Note: Enabling CloudKit in your app automatically creates a default container to store the app’s databases and user records. However, it only stores your app’s public data. Private data saves directly to users’ iCloud accounts. Fortunately, iCloud automatically handles user registration and creates a unique identifier for each user. You’ll add authentication later in this tutorial.

Tap CloudKit Dashboard to open the CloudKit Dashboard in a browser (use Safari for best results). You can use the dashboard to access, set up and view records online, and manage your CloudKit app.


Sign in to the iCloud account that matches the Team you set in Targets\TIL\General. Select the TIL container from the list.

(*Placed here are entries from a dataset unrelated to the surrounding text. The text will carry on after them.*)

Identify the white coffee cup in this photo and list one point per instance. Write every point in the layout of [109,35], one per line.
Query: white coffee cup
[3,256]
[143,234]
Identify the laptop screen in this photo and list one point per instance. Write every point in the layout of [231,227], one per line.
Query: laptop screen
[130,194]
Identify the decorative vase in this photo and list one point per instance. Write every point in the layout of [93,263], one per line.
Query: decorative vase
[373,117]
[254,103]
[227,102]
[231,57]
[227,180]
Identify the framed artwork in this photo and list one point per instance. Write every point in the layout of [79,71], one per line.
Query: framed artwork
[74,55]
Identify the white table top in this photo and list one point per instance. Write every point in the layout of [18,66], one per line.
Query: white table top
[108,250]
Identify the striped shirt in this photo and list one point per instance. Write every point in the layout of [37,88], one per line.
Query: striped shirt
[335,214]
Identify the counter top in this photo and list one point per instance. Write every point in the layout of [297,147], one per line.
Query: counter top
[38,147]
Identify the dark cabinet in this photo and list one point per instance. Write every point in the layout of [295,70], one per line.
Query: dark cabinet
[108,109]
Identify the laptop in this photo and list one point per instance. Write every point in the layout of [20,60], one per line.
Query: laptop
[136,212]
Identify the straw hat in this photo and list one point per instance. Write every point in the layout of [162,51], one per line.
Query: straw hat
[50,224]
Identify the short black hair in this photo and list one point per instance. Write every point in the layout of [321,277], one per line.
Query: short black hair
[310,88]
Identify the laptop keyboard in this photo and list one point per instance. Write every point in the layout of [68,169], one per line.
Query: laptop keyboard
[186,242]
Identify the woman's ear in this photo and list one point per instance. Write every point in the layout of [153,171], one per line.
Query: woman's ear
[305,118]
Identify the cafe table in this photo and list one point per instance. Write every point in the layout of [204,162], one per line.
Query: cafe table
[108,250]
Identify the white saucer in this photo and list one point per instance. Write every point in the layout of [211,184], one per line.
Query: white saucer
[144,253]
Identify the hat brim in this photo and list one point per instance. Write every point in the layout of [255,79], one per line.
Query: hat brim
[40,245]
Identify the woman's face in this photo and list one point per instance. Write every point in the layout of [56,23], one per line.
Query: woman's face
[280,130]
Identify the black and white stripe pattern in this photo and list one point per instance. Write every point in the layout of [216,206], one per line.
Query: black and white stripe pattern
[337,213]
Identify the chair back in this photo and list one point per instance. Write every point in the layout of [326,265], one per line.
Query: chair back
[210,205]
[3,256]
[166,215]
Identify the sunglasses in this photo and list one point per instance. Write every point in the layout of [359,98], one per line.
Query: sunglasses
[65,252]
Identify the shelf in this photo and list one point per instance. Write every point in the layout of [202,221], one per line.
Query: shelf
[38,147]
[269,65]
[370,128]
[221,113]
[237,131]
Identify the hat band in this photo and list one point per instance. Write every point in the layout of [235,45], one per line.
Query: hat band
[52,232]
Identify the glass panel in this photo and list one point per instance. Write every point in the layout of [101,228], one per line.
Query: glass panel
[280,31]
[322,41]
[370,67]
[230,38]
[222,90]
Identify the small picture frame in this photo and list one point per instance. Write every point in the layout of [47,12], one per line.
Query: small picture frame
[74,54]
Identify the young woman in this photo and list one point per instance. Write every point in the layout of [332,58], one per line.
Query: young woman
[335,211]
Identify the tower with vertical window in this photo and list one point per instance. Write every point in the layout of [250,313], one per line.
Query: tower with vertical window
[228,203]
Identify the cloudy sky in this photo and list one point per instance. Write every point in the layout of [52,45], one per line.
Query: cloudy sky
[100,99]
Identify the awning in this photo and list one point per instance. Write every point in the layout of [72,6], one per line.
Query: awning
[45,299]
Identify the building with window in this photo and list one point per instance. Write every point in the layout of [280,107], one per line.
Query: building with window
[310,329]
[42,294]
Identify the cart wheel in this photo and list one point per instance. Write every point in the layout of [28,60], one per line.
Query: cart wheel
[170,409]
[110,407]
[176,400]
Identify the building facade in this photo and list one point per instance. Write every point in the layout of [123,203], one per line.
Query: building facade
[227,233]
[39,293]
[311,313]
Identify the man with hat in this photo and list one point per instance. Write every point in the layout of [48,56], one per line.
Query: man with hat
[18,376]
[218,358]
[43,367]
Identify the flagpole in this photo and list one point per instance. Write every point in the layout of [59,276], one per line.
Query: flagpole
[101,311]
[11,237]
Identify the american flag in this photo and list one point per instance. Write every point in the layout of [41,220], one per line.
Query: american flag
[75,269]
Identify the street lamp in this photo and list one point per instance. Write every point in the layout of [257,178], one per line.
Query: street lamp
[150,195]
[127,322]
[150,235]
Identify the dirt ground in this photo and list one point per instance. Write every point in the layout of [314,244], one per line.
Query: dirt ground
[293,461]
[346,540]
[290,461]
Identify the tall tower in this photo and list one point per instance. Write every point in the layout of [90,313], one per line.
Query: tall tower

Note: If you don’t see TIL, try refreshing the page. Sometimes CloudKit’s dashboard won’t show new data, but waiting a few seconds and refreshing typically fixes the issue.

Select Schema\Record Types and press + to create a new record type. Name it Acronym and add two fields. Name the first short and the second long. Make sure both fields’ type is set to String. Tap Save.


In Public Data\Default Zone, create two new Acronym records. For the first, set its long value to Today I Learned and short to TIL. For the second, set long to For The Win and short to FTW.

Note: As with the TIL container, you may not see Acronym appear under Default Zone straight away. You might just see NewRecordType until you refresh the page.


Go to the iPhone simulator, open Settings and sign in to iCloud. Build and run the TIL iOS app. Your new records should appear!

TIL Starter App screenshot

In the iOS app, tap the + button and add two items: BTW/By The Way and TBH/To Be Honest.

Back in your browser, change the Sort by order in the CloudKit dashboard’s Default Zone to sort by new items — it’s a little hack that “refreshes” the records in the CloudKit dashboard.